We have 4 ~ 5 times meetup in TGONext, and this time is the last meetup in the schedule. In the possible last meetup, we discuss some topic which we are not planning to discuss at first.
This time we are talking about log tracing and how to deal with technical debt.
Some of the mentees have some questions about the log collection in their work.
In the common cases is choose to put our logs in the local disk but when the services are growing, this is hard to debug from the logs.
In my company, we usually put the logs on the local disk because our customers usually have only one server. Or we will let our customers use SaaS to upload to third-party services to save the time to build a logging server. We already have a lot of useful tools that can be chosen, for example, the AWS CloudWatch or Papertrail is easier to integrate to Rails.
When the amount of service is growing, the logging is not enough to trace a whole system and we need more information to know about our system.
Choose Open Tracing may be a good idea, the most business solution are support Open Tracing API that we can easily switch between them.
This is a part of the Open Tracing, it gives us to trace a function call or API call spend time. In my experience, the business solution like Datadog, NewRelic, ScoutAPM and others are provided more detail information can help us to determine the performance problem.
But the OpenSource solution like ElasticAPM is limited and only very simple trace information can be traced.
The business solutions are had support memory tracking and helpful to find memory problems, but ElasticAPM is not supporting it but in the roadmap.
After sharing our experience and tools, the mentor points out a key point in tracing tools.
When we use these tools to trace our service, it usually related the time. And to prevent the network latency, the agent usually uses local time as timestamp and sends it to the trace server.
That means if we have two machines but the time is not synchronized, we may get an invalid timeline let us unable to find a correct problem in the dashboard.
For example, if we have 3 API calls (A => B => C) in this trace, one of the API server (B) has invalid local time. We may see the timeline shows the B is early than A, but it doesn’t match the actual event time. It will cause us cannot correctly find the problem.
Another important part is the dashboard. To find the problem in a short time usually depend on a good design dashboard to help developer trace the problem.
This is why the business solution is more mature than open-source projects, and we usually choose ElasticSearch as our self-hosting solution.
Building a powerful dashboard is not easy, but the trace isn’t the highest priority in product development.
This is why we prefer to choose SaaS or an existing open-source project.
This part we share our experience when we try to decide to refactor or schedule to resolve it.
I think we are agree to there no correct answers, but we still have some guide can follow.
To deal with the technical debt we usually have to refactor our code. To refactor the code, we need the test to ensure we didn’t break anything.
In my experience, the “spec” is important. If we didn’t have a correct spec, the test will focus on incorrect things and we get a useless test.
In work, we never always have enough time to write an ideal code. That means the event we didn’t have technical debt, we still have to make technical debt due to the time limit.

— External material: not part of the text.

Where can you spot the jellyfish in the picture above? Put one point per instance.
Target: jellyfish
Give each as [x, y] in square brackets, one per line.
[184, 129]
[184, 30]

In this case, we will add a
TODO as a comment to waiting we can refactor it, and in another case, we may write some bad code we didn’t know.
To resolve the known debt, most members agree to take the initiative to resolve it, and the unknown debt we still have to wait for it had appeared for us to fix them.
But the trace will help us find the hidden issue faster, this is connected to the previous topic we are talking about.
And there we have another case cause the technical debt, the programming language is used too old version. The language will be improved after the upgrade and drop some syntax, it will cause we cannot let our old codes continue work in the newer version.
In the last, our mentor gives us a summary of his experience.
The reason causes the technical debt usually depends on the product team or marketing team requirement, but it will gain more value for the company.
If we want to have the time to deal with the technical debt, we have to explain the pros and cons to them.
And the programmer team usually be rejected, because others cannot figure out the importance of refactoring.
To resolve it, we had to convert the information to the same unit to compare that other teams can figure out it.
For example, we can explain the refactoring can improve the 10% in the future promote feature’s development time. It will give the marketing team can be faster to push their new product, but we have to spend more 50% time at this time, to refactor it.
If the marketing team thinks this value is higher than keeping used the same way to add promote the feature, we will get the support to start this refactor.
This meetup is shorter than previous meetups, but include other meetups, we almost covered all topics we want to discuss at the first.
In these meetups, I think I learned two important things. The first one is trying to find the key point or the core target of the architecture we are evaluating. This is important for us to pick a solution best to match our service and avoid the cons brakes it.
Another one is communication skill, this is a skill I attach importance to my work. But I only do it well with the programmers, but for my customer or non-programmer partners, I didn’t work well for them. In most cases, I usually hope the project manager can do it for me. But it still important when I need to explain some technical considerations to them.